I need to know the best hydroponic setup for vegitative growth.  Thanks.


----------



## Biffdoggie (Jul 2, 2006)

It depends a fair amount on how many you want to do, there are a lot of options. If you plan to do a bunch of plants beds are probably the easiest way to cram a bunch in there and you will have varying results depending on the medium you use. If you only want to do a few you can really veg some monsters in a bucket system of some type.


----------



## stevo (Jul 14, 2006)

i think the best hydro system to use for vegging is the system you intend doing your whole grow in.
what i mean is,i grow using a couple of NFT tables,one for 20 plants and the other holds 58.
once my clones are big enough they go into the system where they stay for vegging and budding.
what are you trying to do,veg in hydro then shift them to bud them up?
the NFT system works well and you can do alot of plants at once,if you give abit more info might be able to offer abit of help as to what to use for what you want to do.


----------



## Stoney Bud (Jul 14, 2006)

Hey carz, it would depend on what you expect from your crop and what type of crop you intend to have and the amount of space you're setting up.
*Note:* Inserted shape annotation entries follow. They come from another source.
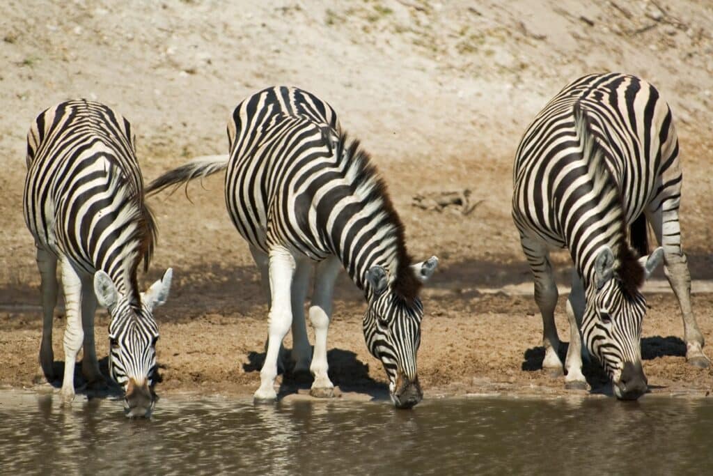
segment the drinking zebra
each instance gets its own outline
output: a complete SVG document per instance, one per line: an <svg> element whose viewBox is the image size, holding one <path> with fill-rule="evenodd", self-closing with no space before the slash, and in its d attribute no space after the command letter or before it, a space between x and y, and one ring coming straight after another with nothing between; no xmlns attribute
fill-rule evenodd
<svg viewBox="0 0 713 476"><path fill-rule="evenodd" d="M620 398L647 390L641 365L639 290L660 263L683 313L687 358L706 367L703 337L691 312L690 275L681 248L681 168L671 111L639 78L593 74L563 89L535 117L518 148L513 216L535 280L544 323L543 368L562 373L557 303L548 247L568 248L575 263L567 303L570 347L565 381L584 388L581 340L596 355ZM645 254L647 222L662 248Z"/></svg>
<svg viewBox="0 0 713 476"><path fill-rule="evenodd" d="M35 239L41 278L40 364L49 381L57 261L64 288L65 403L74 398L74 366L83 343L82 373L101 383L94 345L97 303L111 316L109 373L125 392L129 416L153 407L158 328L153 310L168 295L172 270L145 293L136 273L148 266L156 228L144 203L143 182L129 122L108 107L81 99L37 116L27 135L25 222Z"/></svg>
<svg viewBox="0 0 713 476"><path fill-rule="evenodd" d="M267 88L240 103L228 124L228 141L229 158L196 159L157 178L147 193L227 169L228 213L250 243L269 296L267 356L255 399L276 398L278 354L290 327L295 372L312 373L312 395L332 395L327 335L341 264L365 293L364 337L384 365L394 405L418 403L419 290L438 260L412 264L386 184L359 142L341 132L328 104L287 87ZM313 264L310 363L304 305Z"/></svg>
How big is your grow area?

How tall can your plants get?

Do you want to automate the entire thing or have chores to do each night?

Are you using well water or "city" water?

What lights do you intend to use?

What nutes are you going to use?

What media do you intend to use?

What strains are you going to grow?

Are you growing in a controled enviroment using air conditioning?

Do you intend to use CO2?


You're question depends on these factors before I can give you a solid answer.


----------